I digress, as the morning continued being increasingly pleasant I still felt a tremendous oneness with myself and my surroundings, the miles rolled by with a gentle but persistent haste. I absorb myself in the pleasures of looking at a map, having a vague direction I need to be going in (largely south with a little west thrown in), looking to avoid or navigate around obstacles (major roads, cities, and rivers) and getting on with the task of enjoying the stunning countryside that France has to offer. It was little things like crossing the Seine on a free ferry was bewildering at first but as the shock wore off that they weren't going to ask for money for the extremely short crossing made it all the more pleasant.
Lunch, sitting in the shade of a tree by a Boule trap in a sleepy village whilst I devour a large sandwich of cold cuts (ham in this case), a brick of cheese and salad, rounded off with some juicy in season yellow plums can be heartily recommended; throw in a short nap and it's heaven sent. As I battled further south I arrived at the town of Couches-en-Ouche to find the town centre, and the direction I would've liked to have gone, blocked off. Bugger, I thought as I studied the map to see how far I'd need to back track but as I did the sound of music availed my ears; Street Festival!

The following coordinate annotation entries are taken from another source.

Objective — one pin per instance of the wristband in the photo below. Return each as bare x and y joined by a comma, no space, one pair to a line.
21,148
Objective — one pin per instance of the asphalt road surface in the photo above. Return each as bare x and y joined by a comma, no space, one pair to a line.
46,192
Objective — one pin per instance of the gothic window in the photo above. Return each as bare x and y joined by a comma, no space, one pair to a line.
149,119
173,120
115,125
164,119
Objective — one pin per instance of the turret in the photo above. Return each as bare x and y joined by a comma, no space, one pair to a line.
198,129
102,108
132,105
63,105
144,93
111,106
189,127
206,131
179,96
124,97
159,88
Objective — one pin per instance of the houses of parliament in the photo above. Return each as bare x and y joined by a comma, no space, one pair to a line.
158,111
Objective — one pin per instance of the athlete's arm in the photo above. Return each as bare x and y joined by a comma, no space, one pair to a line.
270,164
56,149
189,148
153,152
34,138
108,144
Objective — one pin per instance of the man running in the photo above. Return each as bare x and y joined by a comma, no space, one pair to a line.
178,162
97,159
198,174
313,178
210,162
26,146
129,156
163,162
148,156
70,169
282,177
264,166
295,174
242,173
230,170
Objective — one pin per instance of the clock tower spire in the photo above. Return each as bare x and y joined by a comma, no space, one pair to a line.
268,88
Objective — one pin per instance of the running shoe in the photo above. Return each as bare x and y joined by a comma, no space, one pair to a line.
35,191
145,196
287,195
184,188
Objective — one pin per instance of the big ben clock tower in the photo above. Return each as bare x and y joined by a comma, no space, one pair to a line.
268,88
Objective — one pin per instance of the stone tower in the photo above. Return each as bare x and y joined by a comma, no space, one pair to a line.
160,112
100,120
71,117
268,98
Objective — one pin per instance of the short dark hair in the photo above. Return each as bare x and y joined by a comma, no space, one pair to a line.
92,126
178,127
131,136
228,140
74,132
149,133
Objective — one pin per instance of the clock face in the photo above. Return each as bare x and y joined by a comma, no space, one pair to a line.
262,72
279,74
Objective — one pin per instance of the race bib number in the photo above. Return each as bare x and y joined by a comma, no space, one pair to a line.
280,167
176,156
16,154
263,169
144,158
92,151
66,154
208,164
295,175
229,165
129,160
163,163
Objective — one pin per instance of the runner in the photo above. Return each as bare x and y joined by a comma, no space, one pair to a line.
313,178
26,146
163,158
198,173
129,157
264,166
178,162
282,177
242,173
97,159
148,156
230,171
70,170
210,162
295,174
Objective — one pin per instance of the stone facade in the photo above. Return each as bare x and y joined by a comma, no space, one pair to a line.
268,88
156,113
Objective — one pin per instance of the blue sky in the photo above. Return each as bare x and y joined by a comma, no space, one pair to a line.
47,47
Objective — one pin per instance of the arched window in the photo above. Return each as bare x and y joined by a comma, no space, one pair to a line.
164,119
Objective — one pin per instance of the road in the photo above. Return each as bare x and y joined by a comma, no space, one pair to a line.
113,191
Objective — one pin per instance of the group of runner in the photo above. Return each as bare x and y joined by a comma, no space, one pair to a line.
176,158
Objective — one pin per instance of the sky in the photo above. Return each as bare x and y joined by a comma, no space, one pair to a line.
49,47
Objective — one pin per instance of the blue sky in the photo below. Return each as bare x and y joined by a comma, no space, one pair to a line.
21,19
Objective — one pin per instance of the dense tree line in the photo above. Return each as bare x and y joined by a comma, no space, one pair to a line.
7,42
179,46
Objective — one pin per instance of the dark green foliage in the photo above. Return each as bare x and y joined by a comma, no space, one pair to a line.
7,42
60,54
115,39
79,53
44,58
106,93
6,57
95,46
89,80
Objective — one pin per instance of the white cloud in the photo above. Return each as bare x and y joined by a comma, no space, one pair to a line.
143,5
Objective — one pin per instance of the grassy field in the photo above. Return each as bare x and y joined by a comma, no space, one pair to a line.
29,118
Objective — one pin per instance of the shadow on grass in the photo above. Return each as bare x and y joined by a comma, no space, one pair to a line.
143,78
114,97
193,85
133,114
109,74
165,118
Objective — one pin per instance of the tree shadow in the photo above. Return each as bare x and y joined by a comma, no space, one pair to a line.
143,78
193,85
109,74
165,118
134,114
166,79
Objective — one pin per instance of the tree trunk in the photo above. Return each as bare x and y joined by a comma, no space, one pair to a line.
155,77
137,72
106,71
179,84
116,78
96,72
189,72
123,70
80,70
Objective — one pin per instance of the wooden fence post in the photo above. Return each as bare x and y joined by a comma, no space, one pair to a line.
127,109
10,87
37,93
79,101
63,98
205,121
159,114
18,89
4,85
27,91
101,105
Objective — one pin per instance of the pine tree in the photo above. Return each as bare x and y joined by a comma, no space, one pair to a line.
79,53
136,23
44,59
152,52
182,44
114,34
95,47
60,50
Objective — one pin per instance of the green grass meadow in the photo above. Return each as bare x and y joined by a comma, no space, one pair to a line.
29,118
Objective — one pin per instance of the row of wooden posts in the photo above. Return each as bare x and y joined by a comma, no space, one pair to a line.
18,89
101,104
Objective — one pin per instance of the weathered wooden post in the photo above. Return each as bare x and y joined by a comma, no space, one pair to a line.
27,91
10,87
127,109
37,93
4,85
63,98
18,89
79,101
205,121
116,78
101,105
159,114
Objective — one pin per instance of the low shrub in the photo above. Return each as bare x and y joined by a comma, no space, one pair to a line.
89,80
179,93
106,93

That I have to admit were playing some rather good brass and percussion based funky jazz. With the main street cordoned off the bands would walk up and down stopping at various busy places to play a few songs for the gathering crowds pleasure. Largely this consisted of the bars, which were packed full and flowing out onto the street but occasionally they would meet and have a mini battle. It was a highly entertaining interlude, even the random AC/DC cover band at the end of the road gave me a giggle, though it is odd when you hear songs you know sung in heavily accented English.
Unfortunately I did get a little lost and whilst I did end up heading south it was in the slightly wrong direction, it was time for the first of many de-tours. If only it wasn't for the consistent head wind which for the last forty odd miles of the day and had me swearing at it on more than one occasion the day could've continued to be pleasant. Alas the old worrying water situation wasn't much better today with the previously mentioned lack of shops I dwindled to my reserve bottle, which was planned for cooking alone. Finding another lovely campsite in a unused field next to a road and behind a hedge I settled down for the night with a pleasing dinner of rice, veg and sauce (I'm afraid I did drink the rice water, desperate times); a pipe and the liberal application of aftersun (of course I'm creaming myself through the day but that didn't stop me from cooking) I was ready for bed. Another small section of France conquered, the search for fluids will continue tomorrow; bonne nuit.
Lesson for the day: looks and comfort are two different things in a saddle, the latter should always outweigh the former.